Palladium-catalysed transannular C-H functionalization of alicyclic amines.

Abstract

The discovery of pharmaceutical candidates is a resource-intensive enterprise that frequently requires the parallel synthesis of hundreds or even thousands of molecules. Carbon-hydrogen bonds are present in almost all pharmaceutical agents. As such, the development of selective, rapid, and efficient methods for converting carbon-hydrogen bonds into new chemical entities has the potential to dramatically streamline pharmaceutical development1,2,3,4. Saturated nitrogen-containing heterocycles (alicyclic amines) feature prominently in pharmaceuticals, including treatments for depression (paroxetine, amitifadine), diabetes (gliclazide), leukemia (alvocidib), schizophrenia (risperidone, belaperidone), and nicotine addiction (cytisine and varenicline)5. However, existing methods for the C–H functionalization of saturated nitrogen heterocycles, particularly at sites remote to nitrogen, remain extremely limited 6,7. Here we report a new approach to selectively manipulate the carbon–hydrogen bonds of alicyclic amines at sites remote to nitrogen.
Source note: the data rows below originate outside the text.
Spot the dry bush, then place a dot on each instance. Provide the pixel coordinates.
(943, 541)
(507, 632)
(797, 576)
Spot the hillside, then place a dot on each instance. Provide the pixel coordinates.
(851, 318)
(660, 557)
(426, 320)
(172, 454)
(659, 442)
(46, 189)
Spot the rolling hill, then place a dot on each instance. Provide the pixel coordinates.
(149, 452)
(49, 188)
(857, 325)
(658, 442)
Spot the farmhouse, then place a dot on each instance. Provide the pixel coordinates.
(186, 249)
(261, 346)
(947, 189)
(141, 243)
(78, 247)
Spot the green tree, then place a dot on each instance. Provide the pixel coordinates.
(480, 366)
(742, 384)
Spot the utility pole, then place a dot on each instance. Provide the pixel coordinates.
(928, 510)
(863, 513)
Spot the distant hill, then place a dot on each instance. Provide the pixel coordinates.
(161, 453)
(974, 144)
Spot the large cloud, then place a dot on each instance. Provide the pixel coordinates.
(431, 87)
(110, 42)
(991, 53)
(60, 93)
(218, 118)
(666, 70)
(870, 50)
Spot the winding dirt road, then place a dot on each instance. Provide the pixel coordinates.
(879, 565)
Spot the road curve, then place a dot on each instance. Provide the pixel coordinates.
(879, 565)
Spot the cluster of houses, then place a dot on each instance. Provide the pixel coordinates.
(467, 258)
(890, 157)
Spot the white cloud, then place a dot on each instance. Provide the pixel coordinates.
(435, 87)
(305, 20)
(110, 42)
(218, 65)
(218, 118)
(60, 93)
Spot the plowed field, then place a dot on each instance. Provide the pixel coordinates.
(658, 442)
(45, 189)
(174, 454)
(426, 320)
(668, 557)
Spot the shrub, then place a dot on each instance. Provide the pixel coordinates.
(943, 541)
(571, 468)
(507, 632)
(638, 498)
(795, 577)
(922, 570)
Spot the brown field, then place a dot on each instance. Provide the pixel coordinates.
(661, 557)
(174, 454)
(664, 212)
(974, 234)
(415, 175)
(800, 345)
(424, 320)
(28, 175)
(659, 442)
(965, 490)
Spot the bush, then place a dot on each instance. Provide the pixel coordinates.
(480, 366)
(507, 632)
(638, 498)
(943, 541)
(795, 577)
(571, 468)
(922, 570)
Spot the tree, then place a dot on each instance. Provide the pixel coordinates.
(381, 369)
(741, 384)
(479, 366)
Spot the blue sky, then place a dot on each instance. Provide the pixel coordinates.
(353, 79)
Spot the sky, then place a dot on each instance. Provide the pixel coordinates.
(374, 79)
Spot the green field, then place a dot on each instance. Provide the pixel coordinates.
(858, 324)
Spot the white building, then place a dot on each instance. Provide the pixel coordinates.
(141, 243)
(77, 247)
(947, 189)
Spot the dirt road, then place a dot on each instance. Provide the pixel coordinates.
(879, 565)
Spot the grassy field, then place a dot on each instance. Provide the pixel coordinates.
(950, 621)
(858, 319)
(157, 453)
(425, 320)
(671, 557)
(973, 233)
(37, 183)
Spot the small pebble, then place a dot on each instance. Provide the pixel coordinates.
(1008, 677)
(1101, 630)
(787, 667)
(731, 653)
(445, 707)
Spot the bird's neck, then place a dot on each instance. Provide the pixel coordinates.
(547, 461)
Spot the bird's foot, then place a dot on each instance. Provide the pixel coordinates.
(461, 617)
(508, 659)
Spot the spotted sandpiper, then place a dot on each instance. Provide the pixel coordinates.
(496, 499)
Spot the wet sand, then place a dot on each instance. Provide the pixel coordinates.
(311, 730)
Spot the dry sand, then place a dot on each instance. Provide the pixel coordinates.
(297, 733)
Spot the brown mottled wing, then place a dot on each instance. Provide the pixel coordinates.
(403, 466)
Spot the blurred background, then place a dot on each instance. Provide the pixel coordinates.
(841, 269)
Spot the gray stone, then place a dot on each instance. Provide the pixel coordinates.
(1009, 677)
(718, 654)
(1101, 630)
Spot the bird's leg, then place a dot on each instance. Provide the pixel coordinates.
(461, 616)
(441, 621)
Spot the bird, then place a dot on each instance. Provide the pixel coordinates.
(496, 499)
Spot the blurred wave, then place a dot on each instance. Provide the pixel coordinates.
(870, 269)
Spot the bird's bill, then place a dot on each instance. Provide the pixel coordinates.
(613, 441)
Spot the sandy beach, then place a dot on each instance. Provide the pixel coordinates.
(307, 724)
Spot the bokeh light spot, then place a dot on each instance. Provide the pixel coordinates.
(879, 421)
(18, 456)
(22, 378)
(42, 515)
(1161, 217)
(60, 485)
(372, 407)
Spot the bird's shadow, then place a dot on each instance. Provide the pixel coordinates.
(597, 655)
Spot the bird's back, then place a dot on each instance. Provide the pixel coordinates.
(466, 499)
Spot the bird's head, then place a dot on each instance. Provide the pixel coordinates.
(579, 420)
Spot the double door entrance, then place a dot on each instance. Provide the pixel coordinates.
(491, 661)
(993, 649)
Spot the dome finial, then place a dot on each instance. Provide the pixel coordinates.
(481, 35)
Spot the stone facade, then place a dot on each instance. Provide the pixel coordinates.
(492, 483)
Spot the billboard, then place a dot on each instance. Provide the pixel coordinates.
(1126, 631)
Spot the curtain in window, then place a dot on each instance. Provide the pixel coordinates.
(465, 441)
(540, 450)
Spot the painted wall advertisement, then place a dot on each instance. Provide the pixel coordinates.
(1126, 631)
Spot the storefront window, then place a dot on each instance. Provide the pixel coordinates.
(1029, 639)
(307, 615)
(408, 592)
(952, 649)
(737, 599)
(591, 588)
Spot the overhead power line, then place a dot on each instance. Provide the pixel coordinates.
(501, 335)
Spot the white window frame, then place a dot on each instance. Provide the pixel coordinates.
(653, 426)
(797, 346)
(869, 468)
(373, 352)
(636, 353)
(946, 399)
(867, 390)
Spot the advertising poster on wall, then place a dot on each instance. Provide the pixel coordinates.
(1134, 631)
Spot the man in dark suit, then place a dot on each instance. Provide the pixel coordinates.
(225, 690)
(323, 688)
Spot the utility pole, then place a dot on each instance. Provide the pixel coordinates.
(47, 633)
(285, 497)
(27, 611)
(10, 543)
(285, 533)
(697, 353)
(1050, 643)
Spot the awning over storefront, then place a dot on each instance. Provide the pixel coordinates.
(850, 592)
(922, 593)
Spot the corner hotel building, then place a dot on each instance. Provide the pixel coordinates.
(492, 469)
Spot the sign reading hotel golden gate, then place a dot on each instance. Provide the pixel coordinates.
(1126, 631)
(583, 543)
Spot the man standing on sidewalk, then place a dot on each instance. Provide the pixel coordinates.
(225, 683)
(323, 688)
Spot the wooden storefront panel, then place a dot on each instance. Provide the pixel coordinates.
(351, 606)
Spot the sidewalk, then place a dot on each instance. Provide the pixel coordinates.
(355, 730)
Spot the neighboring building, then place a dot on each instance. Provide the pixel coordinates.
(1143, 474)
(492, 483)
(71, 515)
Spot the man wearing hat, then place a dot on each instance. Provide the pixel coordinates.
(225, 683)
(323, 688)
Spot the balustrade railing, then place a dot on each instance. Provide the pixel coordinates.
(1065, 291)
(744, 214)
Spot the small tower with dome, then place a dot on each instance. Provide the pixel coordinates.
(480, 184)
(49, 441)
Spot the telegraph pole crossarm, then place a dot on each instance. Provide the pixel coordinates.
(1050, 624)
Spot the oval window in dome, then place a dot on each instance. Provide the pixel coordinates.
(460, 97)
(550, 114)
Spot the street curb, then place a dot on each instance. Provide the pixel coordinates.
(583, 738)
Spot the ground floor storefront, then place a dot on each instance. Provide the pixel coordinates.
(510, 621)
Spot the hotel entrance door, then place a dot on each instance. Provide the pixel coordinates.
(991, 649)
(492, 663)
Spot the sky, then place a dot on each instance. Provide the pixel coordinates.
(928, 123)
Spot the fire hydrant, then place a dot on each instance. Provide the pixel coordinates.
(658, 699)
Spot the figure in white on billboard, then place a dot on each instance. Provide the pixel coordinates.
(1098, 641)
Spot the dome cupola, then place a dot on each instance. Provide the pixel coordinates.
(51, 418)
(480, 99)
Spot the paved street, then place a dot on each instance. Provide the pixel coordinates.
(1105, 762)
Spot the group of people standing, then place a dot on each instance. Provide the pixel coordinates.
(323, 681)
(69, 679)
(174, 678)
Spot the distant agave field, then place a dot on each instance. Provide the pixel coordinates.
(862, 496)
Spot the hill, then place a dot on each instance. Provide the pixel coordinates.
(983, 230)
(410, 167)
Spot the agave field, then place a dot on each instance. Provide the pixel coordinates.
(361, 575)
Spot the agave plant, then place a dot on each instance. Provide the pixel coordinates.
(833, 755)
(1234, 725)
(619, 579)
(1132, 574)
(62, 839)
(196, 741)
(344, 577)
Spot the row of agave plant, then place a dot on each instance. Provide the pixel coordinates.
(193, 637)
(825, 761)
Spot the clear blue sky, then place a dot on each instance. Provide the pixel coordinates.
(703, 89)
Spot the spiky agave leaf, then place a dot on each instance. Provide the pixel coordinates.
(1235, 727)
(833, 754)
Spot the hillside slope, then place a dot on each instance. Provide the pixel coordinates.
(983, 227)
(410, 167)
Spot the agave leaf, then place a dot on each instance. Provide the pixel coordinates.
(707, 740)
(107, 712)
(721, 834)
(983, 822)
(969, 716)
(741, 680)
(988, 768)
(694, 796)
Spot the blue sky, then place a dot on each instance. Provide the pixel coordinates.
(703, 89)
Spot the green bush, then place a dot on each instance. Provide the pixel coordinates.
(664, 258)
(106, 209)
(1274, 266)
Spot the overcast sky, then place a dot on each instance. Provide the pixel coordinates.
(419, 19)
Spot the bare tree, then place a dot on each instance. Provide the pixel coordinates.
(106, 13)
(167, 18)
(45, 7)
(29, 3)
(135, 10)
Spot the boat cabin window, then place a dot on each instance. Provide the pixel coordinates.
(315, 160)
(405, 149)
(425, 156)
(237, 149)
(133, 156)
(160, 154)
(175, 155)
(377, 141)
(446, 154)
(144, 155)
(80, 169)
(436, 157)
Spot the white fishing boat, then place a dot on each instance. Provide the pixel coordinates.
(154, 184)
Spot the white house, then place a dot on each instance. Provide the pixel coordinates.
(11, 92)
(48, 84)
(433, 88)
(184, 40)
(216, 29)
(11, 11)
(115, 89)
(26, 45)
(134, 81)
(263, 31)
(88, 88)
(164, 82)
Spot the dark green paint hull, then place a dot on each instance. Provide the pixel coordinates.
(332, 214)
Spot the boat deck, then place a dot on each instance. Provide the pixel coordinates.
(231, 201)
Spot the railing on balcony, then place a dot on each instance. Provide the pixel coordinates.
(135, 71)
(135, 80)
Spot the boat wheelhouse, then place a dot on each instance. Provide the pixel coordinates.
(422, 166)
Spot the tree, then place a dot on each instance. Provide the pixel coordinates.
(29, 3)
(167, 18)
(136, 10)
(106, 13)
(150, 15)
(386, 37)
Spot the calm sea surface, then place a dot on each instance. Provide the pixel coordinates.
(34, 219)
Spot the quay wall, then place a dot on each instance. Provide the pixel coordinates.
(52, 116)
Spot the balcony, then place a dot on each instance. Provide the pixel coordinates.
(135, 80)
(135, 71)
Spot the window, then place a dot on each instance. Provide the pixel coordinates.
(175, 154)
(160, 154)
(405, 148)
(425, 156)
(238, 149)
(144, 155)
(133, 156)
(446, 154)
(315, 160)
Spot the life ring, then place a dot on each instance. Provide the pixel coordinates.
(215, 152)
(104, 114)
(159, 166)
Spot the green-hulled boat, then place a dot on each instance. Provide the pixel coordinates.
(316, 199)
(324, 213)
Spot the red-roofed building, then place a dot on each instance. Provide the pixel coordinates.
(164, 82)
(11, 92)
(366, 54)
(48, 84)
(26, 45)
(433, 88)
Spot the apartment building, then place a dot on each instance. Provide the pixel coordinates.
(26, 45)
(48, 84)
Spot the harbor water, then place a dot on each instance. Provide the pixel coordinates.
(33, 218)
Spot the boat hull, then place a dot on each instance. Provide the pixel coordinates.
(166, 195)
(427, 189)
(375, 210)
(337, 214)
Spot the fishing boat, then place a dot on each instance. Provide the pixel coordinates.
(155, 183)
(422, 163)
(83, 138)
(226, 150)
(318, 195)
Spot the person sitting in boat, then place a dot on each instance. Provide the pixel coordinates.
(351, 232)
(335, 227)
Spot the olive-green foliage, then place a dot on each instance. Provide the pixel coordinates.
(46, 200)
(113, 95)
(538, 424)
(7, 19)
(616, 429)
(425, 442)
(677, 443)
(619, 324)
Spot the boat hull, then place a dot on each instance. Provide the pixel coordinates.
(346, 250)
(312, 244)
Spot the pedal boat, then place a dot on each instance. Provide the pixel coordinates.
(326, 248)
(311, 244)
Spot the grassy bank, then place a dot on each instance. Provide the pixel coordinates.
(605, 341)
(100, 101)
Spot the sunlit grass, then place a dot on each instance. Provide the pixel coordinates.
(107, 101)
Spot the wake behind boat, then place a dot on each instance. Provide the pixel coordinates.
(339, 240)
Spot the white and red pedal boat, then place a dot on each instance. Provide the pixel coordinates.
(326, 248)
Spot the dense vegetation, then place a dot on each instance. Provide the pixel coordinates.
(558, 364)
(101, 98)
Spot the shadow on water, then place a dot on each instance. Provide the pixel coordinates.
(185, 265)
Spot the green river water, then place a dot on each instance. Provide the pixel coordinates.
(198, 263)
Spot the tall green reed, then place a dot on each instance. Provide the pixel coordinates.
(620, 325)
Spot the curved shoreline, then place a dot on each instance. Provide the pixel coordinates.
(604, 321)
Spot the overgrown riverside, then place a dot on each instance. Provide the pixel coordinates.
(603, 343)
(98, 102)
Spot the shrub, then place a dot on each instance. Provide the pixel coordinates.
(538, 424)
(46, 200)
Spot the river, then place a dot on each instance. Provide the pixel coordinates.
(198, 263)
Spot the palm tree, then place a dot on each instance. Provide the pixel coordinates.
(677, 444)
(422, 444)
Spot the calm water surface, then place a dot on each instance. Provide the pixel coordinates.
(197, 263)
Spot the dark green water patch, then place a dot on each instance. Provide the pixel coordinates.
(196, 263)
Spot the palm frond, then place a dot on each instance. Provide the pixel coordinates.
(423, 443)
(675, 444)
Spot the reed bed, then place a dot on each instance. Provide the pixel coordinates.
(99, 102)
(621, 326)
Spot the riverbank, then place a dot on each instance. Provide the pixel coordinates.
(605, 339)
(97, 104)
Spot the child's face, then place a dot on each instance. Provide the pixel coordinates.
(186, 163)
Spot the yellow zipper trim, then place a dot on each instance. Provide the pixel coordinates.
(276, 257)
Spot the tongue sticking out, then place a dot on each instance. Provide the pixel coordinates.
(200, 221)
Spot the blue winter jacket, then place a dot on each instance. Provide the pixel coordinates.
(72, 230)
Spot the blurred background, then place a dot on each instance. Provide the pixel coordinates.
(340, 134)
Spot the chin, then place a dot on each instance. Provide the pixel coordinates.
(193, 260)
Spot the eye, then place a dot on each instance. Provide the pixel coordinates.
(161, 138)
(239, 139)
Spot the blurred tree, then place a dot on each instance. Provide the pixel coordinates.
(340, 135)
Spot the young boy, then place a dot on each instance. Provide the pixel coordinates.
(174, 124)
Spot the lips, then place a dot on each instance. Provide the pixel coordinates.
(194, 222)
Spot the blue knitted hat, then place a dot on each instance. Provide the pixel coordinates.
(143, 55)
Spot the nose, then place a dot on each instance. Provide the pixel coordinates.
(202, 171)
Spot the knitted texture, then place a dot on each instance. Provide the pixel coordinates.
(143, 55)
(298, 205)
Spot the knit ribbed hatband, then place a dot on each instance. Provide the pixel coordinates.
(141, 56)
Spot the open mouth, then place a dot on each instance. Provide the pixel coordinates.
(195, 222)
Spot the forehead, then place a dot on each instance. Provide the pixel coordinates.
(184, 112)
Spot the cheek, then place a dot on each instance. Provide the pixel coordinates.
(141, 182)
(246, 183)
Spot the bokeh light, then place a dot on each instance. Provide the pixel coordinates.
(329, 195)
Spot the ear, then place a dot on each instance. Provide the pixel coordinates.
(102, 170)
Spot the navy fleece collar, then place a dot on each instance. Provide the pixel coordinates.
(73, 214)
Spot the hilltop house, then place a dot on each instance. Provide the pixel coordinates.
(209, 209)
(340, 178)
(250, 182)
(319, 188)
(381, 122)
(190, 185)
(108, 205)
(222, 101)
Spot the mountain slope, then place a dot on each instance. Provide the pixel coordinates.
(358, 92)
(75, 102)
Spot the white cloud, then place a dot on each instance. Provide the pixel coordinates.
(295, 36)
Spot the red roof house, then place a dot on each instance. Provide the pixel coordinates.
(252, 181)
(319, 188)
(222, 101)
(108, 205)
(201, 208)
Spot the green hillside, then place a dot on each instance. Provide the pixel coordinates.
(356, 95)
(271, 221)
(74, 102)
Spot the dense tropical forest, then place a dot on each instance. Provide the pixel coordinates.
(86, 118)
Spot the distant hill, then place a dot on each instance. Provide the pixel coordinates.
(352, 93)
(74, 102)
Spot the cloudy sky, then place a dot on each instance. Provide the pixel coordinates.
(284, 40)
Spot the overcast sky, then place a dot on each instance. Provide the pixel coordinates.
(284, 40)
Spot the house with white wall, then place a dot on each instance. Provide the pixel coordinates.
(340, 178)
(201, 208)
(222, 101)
Our reaction leverages the boat conformation of the substrates to achieve the palladium-catalyzed amine-directed conversion of C–H bonds to C–C bonds on various alicyclic amine scaffolds. This approach is applied to the synthesis of novel derivatives of several bioactive molecules, including the top-selling smoking cessation drug varenicline (Chantix®). We anticipate that this method should prove broadly useful in medicinal chemistry.